Senators repeatedly — and unsuccessfully — pressed the executives to define at what price or profit margin the oil companies would be willing to cede the deductions.
Sen. Olympia Snowe, R-Maine, questioned if there was “a price point at which we remove these incentives.”
Rockefeller asked “how much profit on a barrel of oil do you have to make to not be needful of these subsidies?”
And Sen. Debbie Stabenow, D-Mich., made another attempt: “What would it take, in level of taxpayer subsidies, for you to bring our gas prices down?”
Tillerson insisted that the current tax structure is designed “to incentivize and help people go out and invest in the next incremental barrel of supply.” That can be upended, he said, but the cost would be additional production.
“If you don’t want the incremental supply, you can make the tax structure higher and the next incremental barrel doesn’t get developed,” he told Stabenow.
Watson said that oil companies don’t need a handout, but do require “a reasonable return on our investment.”
The Senate Democrats’ bill would block the top five major integrated oil companies from claiming:
- A tax credit on payments to foreign governments — including petroleum income taxes — that they pay in exchange for some economic benefit.

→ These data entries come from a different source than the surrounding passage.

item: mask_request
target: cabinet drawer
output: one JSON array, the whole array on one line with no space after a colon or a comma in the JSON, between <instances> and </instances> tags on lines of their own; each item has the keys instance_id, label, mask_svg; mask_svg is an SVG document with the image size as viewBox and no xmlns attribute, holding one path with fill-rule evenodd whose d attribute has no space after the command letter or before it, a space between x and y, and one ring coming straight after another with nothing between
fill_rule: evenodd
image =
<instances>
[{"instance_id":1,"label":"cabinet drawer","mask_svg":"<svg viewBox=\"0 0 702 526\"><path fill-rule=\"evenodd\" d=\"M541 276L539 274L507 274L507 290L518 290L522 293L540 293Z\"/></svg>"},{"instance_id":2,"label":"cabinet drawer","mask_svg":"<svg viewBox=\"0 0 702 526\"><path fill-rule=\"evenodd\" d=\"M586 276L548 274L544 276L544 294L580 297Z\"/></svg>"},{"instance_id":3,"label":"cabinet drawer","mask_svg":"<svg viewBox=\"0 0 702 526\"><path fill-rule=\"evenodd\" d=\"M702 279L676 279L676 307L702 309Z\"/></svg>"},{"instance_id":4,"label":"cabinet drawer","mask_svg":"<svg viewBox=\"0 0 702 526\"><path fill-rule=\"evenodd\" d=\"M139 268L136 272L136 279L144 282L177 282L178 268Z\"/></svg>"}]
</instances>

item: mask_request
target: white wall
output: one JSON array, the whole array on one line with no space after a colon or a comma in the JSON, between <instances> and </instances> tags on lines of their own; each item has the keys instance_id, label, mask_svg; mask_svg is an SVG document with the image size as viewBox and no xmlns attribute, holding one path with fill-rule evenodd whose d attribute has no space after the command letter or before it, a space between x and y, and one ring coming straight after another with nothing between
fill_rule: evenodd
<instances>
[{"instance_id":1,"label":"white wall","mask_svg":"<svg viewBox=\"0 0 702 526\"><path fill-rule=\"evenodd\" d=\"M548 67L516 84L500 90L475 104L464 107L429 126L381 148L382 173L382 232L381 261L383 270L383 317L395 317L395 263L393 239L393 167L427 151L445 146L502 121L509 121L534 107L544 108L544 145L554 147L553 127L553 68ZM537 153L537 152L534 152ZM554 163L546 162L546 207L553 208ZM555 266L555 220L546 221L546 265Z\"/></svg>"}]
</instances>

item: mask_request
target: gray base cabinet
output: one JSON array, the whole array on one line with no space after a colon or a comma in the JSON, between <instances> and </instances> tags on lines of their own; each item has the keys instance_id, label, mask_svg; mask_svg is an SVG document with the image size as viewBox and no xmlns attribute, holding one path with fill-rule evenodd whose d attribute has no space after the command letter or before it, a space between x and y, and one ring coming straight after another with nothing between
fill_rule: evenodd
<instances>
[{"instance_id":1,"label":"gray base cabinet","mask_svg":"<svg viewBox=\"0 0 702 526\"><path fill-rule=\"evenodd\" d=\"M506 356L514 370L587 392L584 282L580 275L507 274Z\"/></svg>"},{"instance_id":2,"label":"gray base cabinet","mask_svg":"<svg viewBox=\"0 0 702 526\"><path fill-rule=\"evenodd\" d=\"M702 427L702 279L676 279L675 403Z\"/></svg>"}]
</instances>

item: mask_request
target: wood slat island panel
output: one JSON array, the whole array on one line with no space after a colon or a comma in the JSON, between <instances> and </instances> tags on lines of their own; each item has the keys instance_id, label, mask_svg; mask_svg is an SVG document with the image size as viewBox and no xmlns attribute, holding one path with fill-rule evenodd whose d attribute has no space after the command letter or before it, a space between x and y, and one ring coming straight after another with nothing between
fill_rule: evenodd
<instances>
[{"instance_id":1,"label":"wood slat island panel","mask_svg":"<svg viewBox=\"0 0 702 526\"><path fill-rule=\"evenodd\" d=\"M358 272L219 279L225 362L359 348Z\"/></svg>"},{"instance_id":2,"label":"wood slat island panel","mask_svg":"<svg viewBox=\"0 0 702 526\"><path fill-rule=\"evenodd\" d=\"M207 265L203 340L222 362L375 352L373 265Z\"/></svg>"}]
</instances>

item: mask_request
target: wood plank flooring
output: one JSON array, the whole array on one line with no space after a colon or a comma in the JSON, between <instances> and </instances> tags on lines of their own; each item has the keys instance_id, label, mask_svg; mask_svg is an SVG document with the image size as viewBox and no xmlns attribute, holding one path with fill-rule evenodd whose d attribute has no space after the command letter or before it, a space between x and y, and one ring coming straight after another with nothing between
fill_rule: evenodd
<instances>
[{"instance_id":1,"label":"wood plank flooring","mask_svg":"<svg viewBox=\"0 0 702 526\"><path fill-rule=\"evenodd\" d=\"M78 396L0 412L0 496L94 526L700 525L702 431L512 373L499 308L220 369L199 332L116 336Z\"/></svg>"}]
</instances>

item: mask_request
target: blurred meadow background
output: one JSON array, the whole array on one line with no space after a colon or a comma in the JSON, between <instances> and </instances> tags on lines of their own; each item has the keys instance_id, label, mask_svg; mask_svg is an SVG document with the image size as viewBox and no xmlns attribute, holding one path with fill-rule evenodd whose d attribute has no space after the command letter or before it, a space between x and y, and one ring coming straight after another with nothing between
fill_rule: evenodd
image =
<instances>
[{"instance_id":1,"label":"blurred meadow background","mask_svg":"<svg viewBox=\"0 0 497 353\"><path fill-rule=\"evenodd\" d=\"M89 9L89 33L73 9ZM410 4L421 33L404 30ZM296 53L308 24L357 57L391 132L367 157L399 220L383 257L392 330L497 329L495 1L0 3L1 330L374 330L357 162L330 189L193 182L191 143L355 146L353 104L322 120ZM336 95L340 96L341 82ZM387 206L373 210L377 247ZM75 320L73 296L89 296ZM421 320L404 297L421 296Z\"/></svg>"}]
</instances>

The five biggest oil companies would still be able to deduct foreign payments.
- A domestic manufacturing deduction, which has generally been available to a broad range of U.S. firms.
- A deduction for intangible drilling costs, such as the cost of repairs, site preparation and hauling supplies. Currently, integrated oil companies can expense 70 percent of the cost of these intangible drilling costs, but the legislation would require the big five oil companies to instead capitalize all of these costs.
- A percentage depletion deduction for oil and natural gas wells, computed using a portion of the revenue from the sale of those hydrocarbons.
The bill also would limit the deduction of certain tertiary injectants, chemicals used to boost the amount of oil and natural gas that can be recovered from individual wells. Currently, companies are allowed to deduct the cost of those injectants, but the bill would force the big five oil companies to instead capitalize those costs and recover them over time.